Scaling is the ability of a system to grow or shrink in size to meet the increasing user requirement. A scalable system has an advantage because it is adaptable to the changing needs or demands of its users. Scaling can be achieved either by adding more resources to the current system, or by adding new systems in the existing one, or by both.
When we are talking about System Design, we generally talk about two types of Scaling:
- Vertical Scaling
- Horizontal Scaling
In vertical scaling, we add more new resources to the same system i.e, increase the amount of RAM, CPU, GPU and other resources to meet the increased computing requirement. It is easy to accomplish. It also consumes less power.
But, Vertical Scaling does not make the system fault-tolerant, i.e if we are scaling application running with a single server and if that server goes down, our entire system will go down. Also, it is often limited to the capacity of a single machine i.e, scaling beyond that capacity of a machine often involves downtime.
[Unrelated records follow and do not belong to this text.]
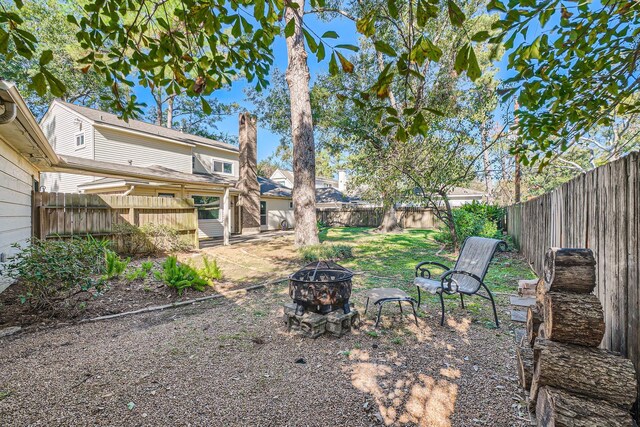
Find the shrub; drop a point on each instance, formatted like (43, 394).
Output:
(149, 239)
(180, 276)
(141, 272)
(210, 270)
(469, 222)
(326, 252)
(55, 270)
(114, 265)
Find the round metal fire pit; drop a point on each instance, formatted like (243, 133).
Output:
(321, 287)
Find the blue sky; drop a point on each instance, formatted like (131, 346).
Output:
(267, 141)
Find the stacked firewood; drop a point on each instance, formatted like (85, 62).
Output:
(571, 382)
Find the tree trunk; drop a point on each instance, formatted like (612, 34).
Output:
(557, 408)
(574, 319)
(534, 320)
(486, 162)
(158, 98)
(389, 218)
(524, 357)
(170, 112)
(304, 167)
(569, 270)
(591, 372)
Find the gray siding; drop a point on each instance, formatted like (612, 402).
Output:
(16, 175)
(126, 148)
(61, 126)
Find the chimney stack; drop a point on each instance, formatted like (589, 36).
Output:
(342, 180)
(249, 199)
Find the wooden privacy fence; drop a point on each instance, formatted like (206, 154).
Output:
(599, 210)
(421, 218)
(67, 214)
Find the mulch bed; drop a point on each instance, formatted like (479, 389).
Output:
(120, 295)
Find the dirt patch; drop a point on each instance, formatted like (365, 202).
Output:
(118, 296)
(231, 362)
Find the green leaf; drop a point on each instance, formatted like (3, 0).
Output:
(346, 65)
(385, 48)
(393, 9)
(462, 60)
(206, 108)
(347, 46)
(46, 57)
(333, 65)
(473, 69)
(290, 28)
(39, 84)
(480, 36)
(455, 14)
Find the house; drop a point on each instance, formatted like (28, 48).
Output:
(24, 153)
(102, 154)
(285, 178)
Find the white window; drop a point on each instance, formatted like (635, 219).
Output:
(80, 140)
(223, 167)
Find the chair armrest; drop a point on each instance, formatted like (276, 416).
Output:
(426, 270)
(466, 273)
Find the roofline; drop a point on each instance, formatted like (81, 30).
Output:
(135, 131)
(35, 130)
(114, 172)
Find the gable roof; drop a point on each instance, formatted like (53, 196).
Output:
(104, 118)
(272, 188)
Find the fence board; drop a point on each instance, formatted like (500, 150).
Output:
(66, 214)
(599, 210)
(421, 218)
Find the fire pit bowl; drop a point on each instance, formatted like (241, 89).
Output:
(321, 287)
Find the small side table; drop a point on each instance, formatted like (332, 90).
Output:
(384, 295)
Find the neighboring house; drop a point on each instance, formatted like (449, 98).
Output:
(460, 196)
(115, 153)
(285, 178)
(24, 152)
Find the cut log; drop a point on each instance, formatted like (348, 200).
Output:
(591, 372)
(534, 320)
(524, 358)
(573, 319)
(569, 270)
(557, 408)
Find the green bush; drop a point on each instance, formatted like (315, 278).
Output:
(326, 251)
(142, 272)
(180, 276)
(114, 265)
(469, 222)
(55, 270)
(149, 239)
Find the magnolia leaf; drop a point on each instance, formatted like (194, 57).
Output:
(385, 48)
(455, 14)
(330, 35)
(473, 69)
(346, 65)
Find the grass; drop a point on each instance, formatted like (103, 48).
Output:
(388, 260)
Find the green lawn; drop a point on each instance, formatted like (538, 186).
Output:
(388, 260)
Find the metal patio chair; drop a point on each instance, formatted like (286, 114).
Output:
(466, 277)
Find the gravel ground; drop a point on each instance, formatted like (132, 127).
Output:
(231, 363)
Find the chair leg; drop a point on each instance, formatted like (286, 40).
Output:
(379, 313)
(415, 315)
(495, 313)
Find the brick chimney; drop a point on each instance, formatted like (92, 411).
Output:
(249, 199)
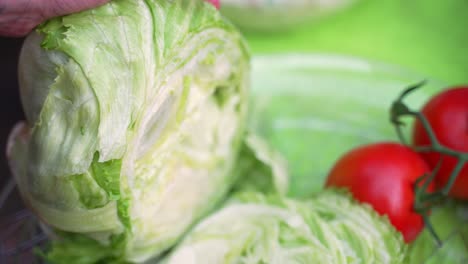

In Horizontal Scaling, we scale by adding more systems into the existing pool of systems. Since all server works independently and is equally capable of handling the request, hence this will eventually decrease the load of requests on each server and also make the entire system fault-tolerant i.e, even if one server goes down other systems will handle the upcoming request.
Also, there is no limit, we can add as many new servers as we want.
It is hard to implement as it requires all of the systems to be synchronized with each other also, we need to use a load balancer to distribute the load equally among all systems, which is an additional overhead.